Use of Money & Property
The City earns interest income by investing funds not immediately required for disbursements. The City's goal is to achieve a market average rate of return throughout budgetary and economic cycles while maintaining the required liquidity to meet cash flow needs, and protecting the safety of those funds. The City's investment portfolio is managed within the parameters stated in the City's Investment Policy. Interest income is distributed to all funds based on their proportionate cash balances.
Public Safety Services
Revenue in this category reflects reimbursement for joint Fire Training, Police POST training, alarm monitoring, and other services administered by both the Police and Fire Departments.
Federal, State, & County
Funds are received from Federal, State, and County Agencies, and are generally for a specific purpose and may require some percentage of matching funds.
Other Financing Sources
Each year revenues are contributed between funds to offset staffing, equipment, and capital improvement projects. For example, the Recreation Fund receives revenue that is contributed from the General Fund to offset the cost of Recreation programs and personnel.
Water & Sanitation Service
Enterprise Funds are used to account for self-supporting activities that provide services on a user-charge basis. For example, the City provides water treatment, water distribution, sewer collection, and solid waste services to their residents. Users of these services pay utility fees, which the City deposits into an enterprise fund.
Personnel Costs include salaries and benefits. Salaries are costs associated with compensation paid to employees of the City. These costs include any cost-of-living adjustments (as provided under memoranda of understanding (MOU) between the City and employee bargaining units), overtime, part-time, and pay differentials.
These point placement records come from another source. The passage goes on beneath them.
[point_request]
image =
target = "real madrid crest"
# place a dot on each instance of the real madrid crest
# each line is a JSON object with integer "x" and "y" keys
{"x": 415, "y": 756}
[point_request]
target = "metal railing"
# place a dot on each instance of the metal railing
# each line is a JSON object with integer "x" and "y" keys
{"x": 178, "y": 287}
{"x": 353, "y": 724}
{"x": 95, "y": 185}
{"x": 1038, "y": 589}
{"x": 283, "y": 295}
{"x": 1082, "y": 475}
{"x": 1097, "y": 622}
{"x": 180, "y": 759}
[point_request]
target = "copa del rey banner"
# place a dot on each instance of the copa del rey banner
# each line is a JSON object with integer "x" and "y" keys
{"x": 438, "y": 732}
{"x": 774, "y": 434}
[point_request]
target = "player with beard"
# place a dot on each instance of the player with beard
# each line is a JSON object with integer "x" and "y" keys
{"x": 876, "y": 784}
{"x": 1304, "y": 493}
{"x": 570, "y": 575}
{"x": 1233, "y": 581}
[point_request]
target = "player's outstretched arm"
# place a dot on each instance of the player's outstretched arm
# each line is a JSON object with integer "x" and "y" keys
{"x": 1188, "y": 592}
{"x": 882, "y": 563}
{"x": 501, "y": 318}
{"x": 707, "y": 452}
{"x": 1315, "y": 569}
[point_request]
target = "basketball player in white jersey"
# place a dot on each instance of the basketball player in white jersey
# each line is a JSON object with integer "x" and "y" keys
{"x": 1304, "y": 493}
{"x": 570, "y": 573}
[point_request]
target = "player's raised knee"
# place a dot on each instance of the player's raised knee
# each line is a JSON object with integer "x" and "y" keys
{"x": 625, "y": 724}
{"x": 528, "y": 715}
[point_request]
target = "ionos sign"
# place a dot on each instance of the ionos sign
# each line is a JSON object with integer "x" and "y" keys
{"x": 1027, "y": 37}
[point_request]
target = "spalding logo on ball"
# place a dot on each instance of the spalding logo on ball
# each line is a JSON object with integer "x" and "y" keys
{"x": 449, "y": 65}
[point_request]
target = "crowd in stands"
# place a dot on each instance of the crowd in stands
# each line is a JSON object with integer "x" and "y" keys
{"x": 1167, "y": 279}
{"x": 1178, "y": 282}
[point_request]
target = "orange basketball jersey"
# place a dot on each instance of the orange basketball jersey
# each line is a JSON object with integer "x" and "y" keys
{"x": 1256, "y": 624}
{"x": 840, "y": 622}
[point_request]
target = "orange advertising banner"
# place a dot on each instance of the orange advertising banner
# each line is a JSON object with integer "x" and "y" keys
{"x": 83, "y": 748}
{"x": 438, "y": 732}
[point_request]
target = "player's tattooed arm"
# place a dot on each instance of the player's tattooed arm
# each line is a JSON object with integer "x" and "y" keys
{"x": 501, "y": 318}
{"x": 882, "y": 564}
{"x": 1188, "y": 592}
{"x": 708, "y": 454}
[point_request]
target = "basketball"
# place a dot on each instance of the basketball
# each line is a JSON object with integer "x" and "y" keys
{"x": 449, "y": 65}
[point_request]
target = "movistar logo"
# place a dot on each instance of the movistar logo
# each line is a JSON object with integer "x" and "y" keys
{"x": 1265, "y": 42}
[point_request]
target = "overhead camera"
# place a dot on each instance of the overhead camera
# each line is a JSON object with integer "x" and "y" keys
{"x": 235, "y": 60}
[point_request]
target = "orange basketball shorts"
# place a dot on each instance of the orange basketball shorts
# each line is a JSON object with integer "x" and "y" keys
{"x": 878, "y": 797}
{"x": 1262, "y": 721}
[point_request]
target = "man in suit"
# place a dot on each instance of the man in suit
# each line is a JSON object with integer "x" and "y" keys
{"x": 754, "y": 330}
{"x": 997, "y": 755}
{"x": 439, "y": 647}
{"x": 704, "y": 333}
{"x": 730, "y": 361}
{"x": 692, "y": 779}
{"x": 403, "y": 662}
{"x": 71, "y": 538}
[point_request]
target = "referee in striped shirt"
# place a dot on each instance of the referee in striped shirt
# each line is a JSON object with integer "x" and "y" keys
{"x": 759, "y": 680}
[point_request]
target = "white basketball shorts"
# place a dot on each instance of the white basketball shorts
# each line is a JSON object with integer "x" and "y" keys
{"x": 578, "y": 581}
Benefits are costs associated with the provision of employee benefits, such as the City's contributions for retirement, group insurance, and uniform allowance.
This category reflects services performed by outside contractors, consulting firms; or individuals and includes legal and audit services, utilities such as telephone, electric, natural gas, and infrastructure and equipment maintenance.
Supply costs include material used in the operations of City departments, typically having a unit cost of less than $5,000 and are consumed during the course of the fiscal year. Such items include fuel, parts and tires, small tools, and office supplies.
Other Operating Expenditures
This category reflects Debt Service payments for principal and interest due during the fiscal year on debt issued by the City of Millbrae, and lease purchase agreements for equipment.
Capital includes expenditures that result in acquisitions of or addition to fixed assets-including furniture, vehicles, machinery and equipment, and the costs necessary to place the capital outlay item into service. A capital outlay expenditure must comprise the following elements: an estimated useful life of one year or more; a unit cost of more than $5,000; and represent a betterment or improvement.
ERAF & Property Tax Pass Through
This category reflects property tax increments passed through to San Mateo County, San Mateo High School District, San Mateo Community College, San Mateo County Office of Education, and Millbrae Elementary School District per tax sharing agreements with the former Redevelopment Agency.
Each year revenues are contributed to funds to offset staffing, equipment, and CIP projects. Such transactions are considered to be a transfer out in the fund contributing the revenue. This item also includes indirect cost charges that are charged to various funds for General Fund operations.